Sylvia, your arguments show that you know something about CPLDs.

Here's my argument: 200 MHz allows 5ns. That's three levels of on-chip logic in Virtex. Using all four LCs and local CLB routing allows, for example, an address decode of 13 address bits in 2.5ns. Take four of those and add a single LUT-4 in a fifth CLB and you pay +1 ns for routing, +1 ns for the LUT but you now have 52 (4 x 13) address bits in 5ns. That beats CPLDs. No, I'm not counting I/O pad delays - this is all on-chip. In the real world, you may have to get on the chip, do your decode and get back off in <5 ns. That limits you to only the smallest of CPLDs. If it's get on chip, do your decode and register the result then get off-chip, you still are limited to smaller CPLDs but Virtex can meet this (doing it now on a critical path for 64 bit 66MHz PCI). Remember, CPLDs get slower as they get bigger (not true with FPGAs - maybe 10K we'll see about 20K). Show me a big (>200 cell) CPLD without limited routing (Cypress 39000 has limited routing - looks like an FPGA with big CPLD CLBs instead of X/A LUT4 CLBs) that can do a wide function at 200MHz...

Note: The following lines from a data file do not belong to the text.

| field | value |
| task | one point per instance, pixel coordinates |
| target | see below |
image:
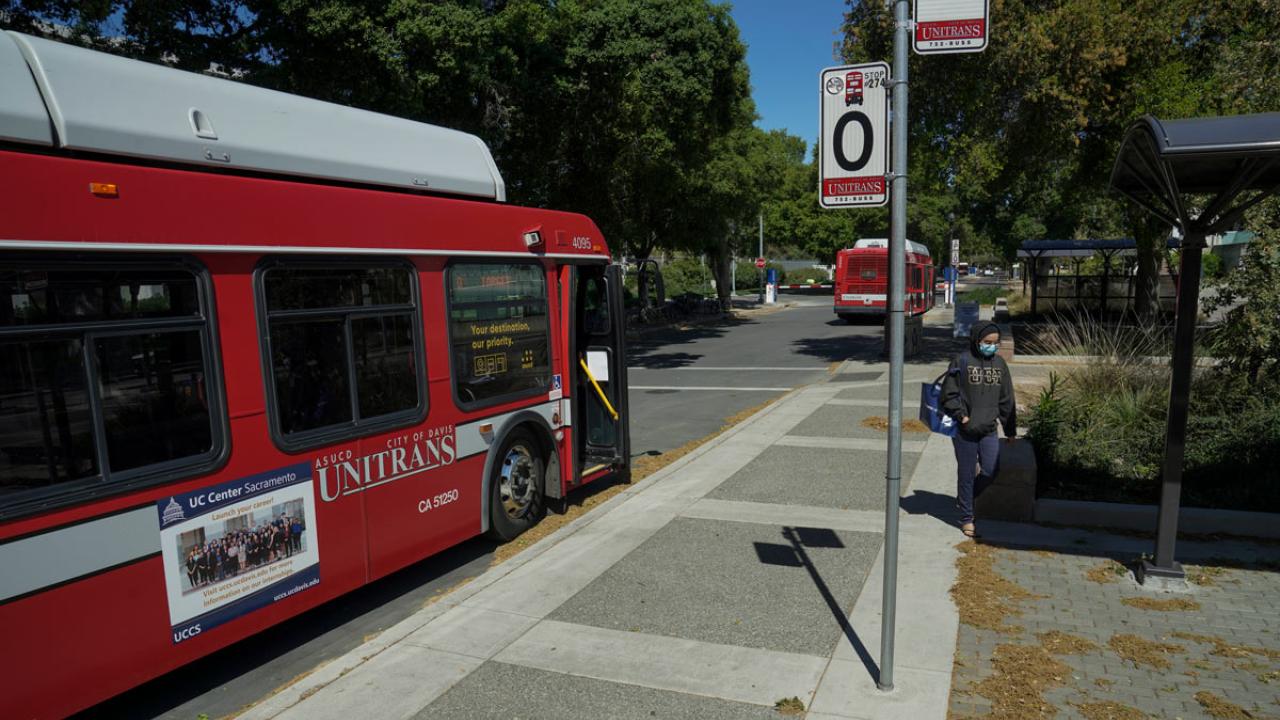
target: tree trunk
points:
(722, 270)
(1150, 235)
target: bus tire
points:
(516, 487)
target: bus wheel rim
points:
(516, 482)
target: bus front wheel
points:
(516, 487)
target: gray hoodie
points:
(983, 391)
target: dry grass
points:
(984, 598)
(1109, 710)
(1016, 687)
(1224, 648)
(1170, 605)
(1106, 573)
(1057, 642)
(1219, 706)
(1141, 651)
(1205, 575)
(881, 423)
(789, 706)
(443, 592)
(594, 495)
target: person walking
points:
(978, 395)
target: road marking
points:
(790, 515)
(717, 388)
(869, 402)
(731, 369)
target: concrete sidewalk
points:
(745, 573)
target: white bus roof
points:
(919, 249)
(59, 95)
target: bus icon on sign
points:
(854, 89)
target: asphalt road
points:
(685, 384)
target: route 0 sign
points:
(951, 26)
(854, 136)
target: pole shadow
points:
(794, 555)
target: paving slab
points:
(498, 691)
(846, 422)
(732, 583)
(394, 684)
(739, 674)
(842, 479)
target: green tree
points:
(1248, 338)
(1023, 136)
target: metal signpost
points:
(854, 172)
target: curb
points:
(1201, 520)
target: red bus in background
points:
(238, 379)
(862, 279)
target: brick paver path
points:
(1226, 643)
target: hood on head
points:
(978, 331)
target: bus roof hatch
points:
(101, 103)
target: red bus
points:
(257, 351)
(862, 279)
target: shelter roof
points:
(1079, 247)
(1160, 162)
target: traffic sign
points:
(951, 26)
(854, 136)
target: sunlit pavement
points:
(746, 573)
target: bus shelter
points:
(1078, 290)
(1200, 176)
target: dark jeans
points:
(972, 454)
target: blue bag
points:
(931, 404)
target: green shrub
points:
(1100, 434)
(983, 295)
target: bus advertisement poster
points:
(238, 546)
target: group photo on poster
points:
(238, 546)
(225, 548)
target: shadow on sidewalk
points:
(794, 556)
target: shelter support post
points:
(1165, 568)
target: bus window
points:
(128, 340)
(343, 349)
(498, 329)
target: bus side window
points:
(342, 346)
(105, 376)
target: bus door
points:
(599, 369)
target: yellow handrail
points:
(597, 386)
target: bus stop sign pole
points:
(896, 285)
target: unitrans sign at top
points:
(954, 30)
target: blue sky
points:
(787, 44)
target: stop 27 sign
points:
(854, 136)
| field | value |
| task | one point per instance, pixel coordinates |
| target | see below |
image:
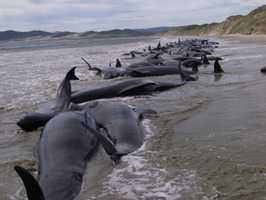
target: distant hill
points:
(42, 35)
(155, 30)
(253, 23)
(14, 35)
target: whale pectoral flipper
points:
(71, 74)
(217, 67)
(107, 144)
(145, 112)
(33, 188)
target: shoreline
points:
(245, 38)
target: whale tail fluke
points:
(87, 63)
(33, 188)
(71, 74)
(184, 76)
(217, 67)
(118, 63)
(205, 59)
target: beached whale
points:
(129, 87)
(121, 123)
(263, 69)
(33, 120)
(107, 72)
(166, 68)
(64, 149)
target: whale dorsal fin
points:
(71, 74)
(33, 188)
(118, 63)
(217, 67)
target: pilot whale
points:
(64, 149)
(121, 123)
(33, 120)
(127, 87)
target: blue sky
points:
(98, 15)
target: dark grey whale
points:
(33, 120)
(63, 151)
(166, 68)
(127, 87)
(263, 69)
(120, 122)
(107, 72)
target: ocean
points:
(207, 142)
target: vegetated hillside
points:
(14, 35)
(253, 23)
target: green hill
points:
(253, 23)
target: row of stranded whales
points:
(263, 69)
(33, 120)
(70, 138)
(129, 87)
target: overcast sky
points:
(98, 15)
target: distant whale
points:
(263, 69)
(107, 72)
(33, 120)
(127, 87)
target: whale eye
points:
(92, 104)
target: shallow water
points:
(208, 141)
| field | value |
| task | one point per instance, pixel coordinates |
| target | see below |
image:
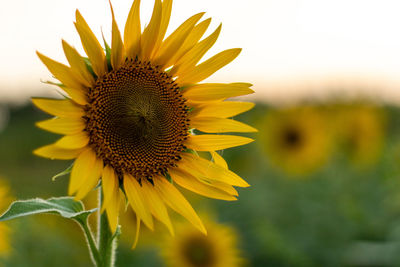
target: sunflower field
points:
(324, 191)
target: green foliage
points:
(66, 207)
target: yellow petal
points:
(59, 107)
(192, 39)
(77, 95)
(78, 65)
(191, 183)
(133, 31)
(224, 187)
(62, 125)
(91, 180)
(81, 170)
(66, 126)
(136, 199)
(223, 109)
(113, 211)
(110, 185)
(188, 61)
(166, 14)
(75, 141)
(219, 160)
(55, 152)
(216, 91)
(177, 202)
(91, 46)
(150, 33)
(211, 142)
(208, 67)
(219, 125)
(210, 170)
(62, 73)
(156, 205)
(117, 47)
(137, 232)
(175, 41)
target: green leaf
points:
(66, 207)
(65, 172)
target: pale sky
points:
(290, 47)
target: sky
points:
(291, 48)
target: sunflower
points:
(135, 114)
(296, 139)
(192, 249)
(6, 199)
(361, 131)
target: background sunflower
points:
(297, 140)
(343, 212)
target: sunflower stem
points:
(107, 242)
(94, 253)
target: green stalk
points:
(94, 253)
(107, 242)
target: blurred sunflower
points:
(130, 113)
(296, 140)
(361, 130)
(6, 199)
(192, 249)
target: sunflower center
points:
(137, 119)
(199, 252)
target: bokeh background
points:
(324, 169)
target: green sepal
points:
(66, 207)
(64, 172)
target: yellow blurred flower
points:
(297, 140)
(6, 199)
(361, 130)
(190, 248)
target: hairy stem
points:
(107, 242)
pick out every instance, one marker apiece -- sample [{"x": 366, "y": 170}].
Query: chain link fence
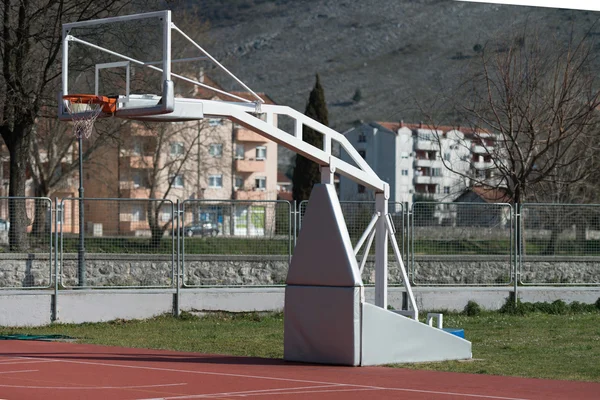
[
  {"x": 560, "y": 244},
  {"x": 236, "y": 243},
  {"x": 117, "y": 243},
  {"x": 461, "y": 243},
  {"x": 26, "y": 246},
  {"x": 145, "y": 242}
]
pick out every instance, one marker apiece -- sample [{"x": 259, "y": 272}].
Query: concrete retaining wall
[
  {"x": 143, "y": 270},
  {"x": 34, "y": 308}
]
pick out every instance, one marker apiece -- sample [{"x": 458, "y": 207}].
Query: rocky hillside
[{"x": 394, "y": 52}]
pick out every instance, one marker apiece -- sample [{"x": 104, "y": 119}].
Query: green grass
[
  {"x": 563, "y": 345},
  {"x": 535, "y": 345}
]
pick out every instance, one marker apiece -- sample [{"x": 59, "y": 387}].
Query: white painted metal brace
[{"x": 260, "y": 118}]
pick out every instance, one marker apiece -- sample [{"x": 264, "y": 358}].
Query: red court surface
[{"x": 31, "y": 370}]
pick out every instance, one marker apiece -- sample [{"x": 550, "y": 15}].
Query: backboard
[
  {"x": 127, "y": 58},
  {"x": 143, "y": 61}
]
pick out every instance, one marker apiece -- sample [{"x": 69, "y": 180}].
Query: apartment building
[{"x": 419, "y": 161}]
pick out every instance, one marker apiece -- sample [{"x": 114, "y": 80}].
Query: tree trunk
[
  {"x": 551, "y": 247},
  {"x": 157, "y": 231},
  {"x": 41, "y": 211}
]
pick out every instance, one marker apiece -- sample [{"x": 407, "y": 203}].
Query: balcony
[
  {"x": 139, "y": 193},
  {"x": 423, "y": 163},
  {"x": 138, "y": 161},
  {"x": 479, "y": 149},
  {"x": 133, "y": 226},
  {"x": 428, "y": 180},
  {"x": 246, "y": 135},
  {"x": 242, "y": 194},
  {"x": 249, "y": 165}
]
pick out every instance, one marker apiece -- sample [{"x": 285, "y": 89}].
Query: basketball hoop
[{"x": 84, "y": 109}]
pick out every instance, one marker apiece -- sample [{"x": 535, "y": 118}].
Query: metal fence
[
  {"x": 235, "y": 243},
  {"x": 560, "y": 244},
  {"x": 26, "y": 249},
  {"x": 200, "y": 243},
  {"x": 461, "y": 244}
]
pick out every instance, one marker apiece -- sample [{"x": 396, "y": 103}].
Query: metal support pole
[
  {"x": 518, "y": 253},
  {"x": 81, "y": 248},
  {"x": 381, "y": 249},
  {"x": 178, "y": 265},
  {"x": 57, "y": 218}
]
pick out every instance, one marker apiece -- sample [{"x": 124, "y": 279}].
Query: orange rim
[{"x": 108, "y": 104}]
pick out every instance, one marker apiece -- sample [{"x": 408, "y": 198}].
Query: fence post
[
  {"x": 518, "y": 251},
  {"x": 295, "y": 214}
]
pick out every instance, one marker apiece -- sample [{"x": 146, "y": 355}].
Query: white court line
[
  {"x": 483, "y": 396},
  {"x": 245, "y": 393},
  {"x": 29, "y": 362},
  {"x": 15, "y": 372},
  {"x": 353, "y": 388},
  {"x": 92, "y": 387}
]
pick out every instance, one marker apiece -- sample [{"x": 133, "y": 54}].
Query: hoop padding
[
  {"x": 108, "y": 104},
  {"x": 84, "y": 109}
]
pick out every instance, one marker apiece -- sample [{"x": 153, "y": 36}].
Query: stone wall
[{"x": 143, "y": 270}]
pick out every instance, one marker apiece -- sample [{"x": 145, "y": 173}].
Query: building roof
[
  {"x": 289, "y": 196},
  {"x": 394, "y": 126},
  {"x": 283, "y": 179}
]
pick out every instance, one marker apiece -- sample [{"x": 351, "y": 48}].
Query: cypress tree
[{"x": 306, "y": 172}]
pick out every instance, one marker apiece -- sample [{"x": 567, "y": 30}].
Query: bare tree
[
  {"x": 530, "y": 108},
  {"x": 530, "y": 105},
  {"x": 53, "y": 162},
  {"x": 30, "y": 46}
]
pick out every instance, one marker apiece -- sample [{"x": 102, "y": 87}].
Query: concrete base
[{"x": 25, "y": 308}]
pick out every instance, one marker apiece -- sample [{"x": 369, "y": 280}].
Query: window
[
  {"x": 177, "y": 181},
  {"x": 137, "y": 213},
  {"x": 216, "y": 150},
  {"x": 215, "y": 181},
  {"x": 166, "y": 215},
  {"x": 176, "y": 149},
  {"x": 137, "y": 179},
  {"x": 260, "y": 183},
  {"x": 238, "y": 182},
  {"x": 239, "y": 151},
  {"x": 261, "y": 153}
]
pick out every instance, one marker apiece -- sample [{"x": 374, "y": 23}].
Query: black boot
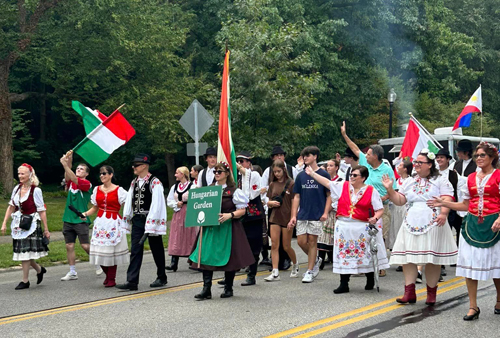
[
  {"x": 228, "y": 287},
  {"x": 206, "y": 292},
  {"x": 344, "y": 284},
  {"x": 370, "y": 280},
  {"x": 174, "y": 263}
]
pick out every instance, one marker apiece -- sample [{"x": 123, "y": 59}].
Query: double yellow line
[{"x": 305, "y": 329}]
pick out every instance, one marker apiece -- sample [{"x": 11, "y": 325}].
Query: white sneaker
[
  {"x": 70, "y": 276},
  {"x": 272, "y": 278},
  {"x": 308, "y": 277},
  {"x": 316, "y": 267}
]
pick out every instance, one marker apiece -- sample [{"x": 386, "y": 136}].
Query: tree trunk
[
  {"x": 6, "y": 155},
  {"x": 170, "y": 162}
]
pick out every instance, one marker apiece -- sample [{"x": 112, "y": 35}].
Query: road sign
[
  {"x": 191, "y": 151},
  {"x": 196, "y": 121}
]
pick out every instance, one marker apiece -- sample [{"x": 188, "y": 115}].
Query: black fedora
[
  {"x": 464, "y": 145},
  {"x": 444, "y": 152},
  {"x": 142, "y": 158},
  {"x": 277, "y": 149}
]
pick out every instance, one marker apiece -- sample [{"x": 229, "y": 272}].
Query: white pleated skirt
[
  {"x": 478, "y": 263},
  {"x": 437, "y": 246}
]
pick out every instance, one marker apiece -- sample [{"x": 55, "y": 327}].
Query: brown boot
[{"x": 410, "y": 296}]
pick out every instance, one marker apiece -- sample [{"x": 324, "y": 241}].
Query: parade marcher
[
  {"x": 326, "y": 239},
  {"x": 79, "y": 191},
  {"x": 181, "y": 239},
  {"x": 225, "y": 246},
  {"x": 206, "y": 176},
  {"x": 280, "y": 196},
  {"x": 373, "y": 160},
  {"x": 27, "y": 210},
  {"x": 195, "y": 173},
  {"x": 479, "y": 250},
  {"x": 314, "y": 202},
  {"x": 146, "y": 212},
  {"x": 108, "y": 246},
  {"x": 424, "y": 237},
  {"x": 249, "y": 183},
  {"x": 465, "y": 165},
  {"x": 358, "y": 203}
]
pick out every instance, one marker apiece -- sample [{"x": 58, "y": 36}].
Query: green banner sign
[{"x": 203, "y": 206}]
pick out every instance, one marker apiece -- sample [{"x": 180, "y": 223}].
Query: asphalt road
[{"x": 286, "y": 308}]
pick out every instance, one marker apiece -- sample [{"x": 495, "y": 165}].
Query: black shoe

Also, all CPLDs are limited in speed first by their block fan-in (<20 for Lattice, Vantis, 36 for Altera, Cypress, 54 for Xilinx), and second by the number of dedicated PTerms per macrocell (Cypress is best here at 16, Lattice at 4, Altera, Xilinx at 5, Vantis at 4 I think). There are various schemes for increasing product terms used by a macrocell (parallel expander, shared expander, etc.) but all incur a timing penalty.

Your fundamental argument is that LUTs cannot handle wide functions well and must be cascaded. True, but Virtex allows you to do just that at blinding speeds - my argument. How do you define "Logic efficiency?" Compare prices - FPGAs give you far more logic per dollar than CPLDs. It's almost universally true that if you can do the same function in either an FPGA or a CPLD, the FPGA function will cost less (given that an equal price FPGA and CPLD is available).

P.S. You wouldn't be Ed using your wife's account would you?